4.9.4 Maternal Bleeding Disorders

Several maternal bleeding disorders may be responsible for or may aggravate other causes of postpartum haemorrhage. The detailed description of these conditions is beyond the aims of this chapter, but they are usually managed in collaboration with a haematologist and the hospital blood bank.

4.10 Postpartum Haemorrhage at Caesarean Section

Postpartum haemorrhage is more frequent at caesarean section, and it is also easier to quantify blood loss in these situations. Uterine atony remains the most frequent cause, and treatment is not substantially different to that used in vaginal deliveries, involving similar support of maternal circulation/oxygenation and uterotonic agents as first-line treatment (Table 6.2). However, because there is direct access to the uterus, some procedures need to be adapted. Localised uterine atony may benefit from intramyometrial injection of oxytocin, sulprostone and/or carboprost. Bimanual uterine compression is substituted by internal uterine compression, and balloon tamponade can still be performed, but the balloon is usually introduced transabdominally.

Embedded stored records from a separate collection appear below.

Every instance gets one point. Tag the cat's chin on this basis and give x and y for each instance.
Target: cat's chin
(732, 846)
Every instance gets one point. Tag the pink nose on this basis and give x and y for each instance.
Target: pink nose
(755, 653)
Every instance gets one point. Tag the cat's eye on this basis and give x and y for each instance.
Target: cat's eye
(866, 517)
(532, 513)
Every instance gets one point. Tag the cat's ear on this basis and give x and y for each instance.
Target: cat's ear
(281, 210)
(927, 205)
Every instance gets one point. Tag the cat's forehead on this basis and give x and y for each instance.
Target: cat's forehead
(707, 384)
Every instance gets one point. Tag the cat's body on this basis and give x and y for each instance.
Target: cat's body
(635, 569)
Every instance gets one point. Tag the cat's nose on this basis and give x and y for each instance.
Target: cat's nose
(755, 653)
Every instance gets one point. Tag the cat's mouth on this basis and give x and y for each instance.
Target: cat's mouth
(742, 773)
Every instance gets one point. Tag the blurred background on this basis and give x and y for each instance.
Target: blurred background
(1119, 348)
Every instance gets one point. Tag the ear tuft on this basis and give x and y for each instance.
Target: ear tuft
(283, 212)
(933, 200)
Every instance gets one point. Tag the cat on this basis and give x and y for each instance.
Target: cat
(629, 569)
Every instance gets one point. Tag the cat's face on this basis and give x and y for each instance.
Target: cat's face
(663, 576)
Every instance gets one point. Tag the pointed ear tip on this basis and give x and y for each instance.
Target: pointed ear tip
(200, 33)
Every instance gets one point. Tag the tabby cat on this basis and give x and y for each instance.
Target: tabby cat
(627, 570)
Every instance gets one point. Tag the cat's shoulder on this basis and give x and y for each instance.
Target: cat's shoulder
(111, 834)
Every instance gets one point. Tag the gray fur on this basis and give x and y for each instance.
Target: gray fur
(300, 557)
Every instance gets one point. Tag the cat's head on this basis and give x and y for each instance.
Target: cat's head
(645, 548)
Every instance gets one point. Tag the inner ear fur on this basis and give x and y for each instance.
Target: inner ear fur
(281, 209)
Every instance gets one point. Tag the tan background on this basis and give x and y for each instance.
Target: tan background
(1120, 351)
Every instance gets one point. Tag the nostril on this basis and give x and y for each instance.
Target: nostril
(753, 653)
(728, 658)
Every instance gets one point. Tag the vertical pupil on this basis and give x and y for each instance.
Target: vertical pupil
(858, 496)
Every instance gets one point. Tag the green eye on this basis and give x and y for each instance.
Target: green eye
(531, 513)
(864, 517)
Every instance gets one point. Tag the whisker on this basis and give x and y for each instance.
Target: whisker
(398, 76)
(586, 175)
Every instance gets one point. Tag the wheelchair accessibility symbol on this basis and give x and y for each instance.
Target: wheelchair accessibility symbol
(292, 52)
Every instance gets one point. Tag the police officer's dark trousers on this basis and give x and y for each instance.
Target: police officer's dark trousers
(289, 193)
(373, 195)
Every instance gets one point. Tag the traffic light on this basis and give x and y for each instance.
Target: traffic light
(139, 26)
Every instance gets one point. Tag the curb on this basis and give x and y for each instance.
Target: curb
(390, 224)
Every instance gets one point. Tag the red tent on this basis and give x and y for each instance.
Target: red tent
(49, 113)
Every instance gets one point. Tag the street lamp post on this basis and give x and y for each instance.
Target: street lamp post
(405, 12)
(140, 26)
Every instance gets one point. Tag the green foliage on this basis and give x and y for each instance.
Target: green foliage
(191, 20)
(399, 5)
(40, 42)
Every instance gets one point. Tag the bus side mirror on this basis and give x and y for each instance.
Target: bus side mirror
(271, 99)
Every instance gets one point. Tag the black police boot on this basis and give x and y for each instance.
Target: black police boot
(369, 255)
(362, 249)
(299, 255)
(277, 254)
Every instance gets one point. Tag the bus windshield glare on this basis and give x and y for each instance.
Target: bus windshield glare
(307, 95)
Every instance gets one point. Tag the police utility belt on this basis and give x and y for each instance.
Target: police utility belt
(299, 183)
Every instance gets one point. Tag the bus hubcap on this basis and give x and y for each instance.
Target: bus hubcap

Compression sutures (Fig. 6.4) are used more frequently, because of ease of access, and they can be combined with balloon tamponade, a procedure that some refer to as the “sandwich technique”. Uterine embolisation is seldom employed, because the required equipment is usually unavailable in an operating theatre. Birth canal injuries should still be considered as a possible cause of haemorrhage, particularly when caesarean section was performed during the second stage of labour and/or when there was a difficult fetal extraction.

5 Clinical Records and Litigation Issues

It is important to document the names of the healthcare professionals who were summoned, when they were called and when they arrived, which medication and manoeuvres were performed and when and by whom. Inadequate documentation may cause problems when there is medicolegal litigation, and it is therefore helpful to use a structured pro forma for accurate record keeping.

A frank explanation of the situation to the patient and her closest family by an experienced member of the team is also required at the earliest available opportunity.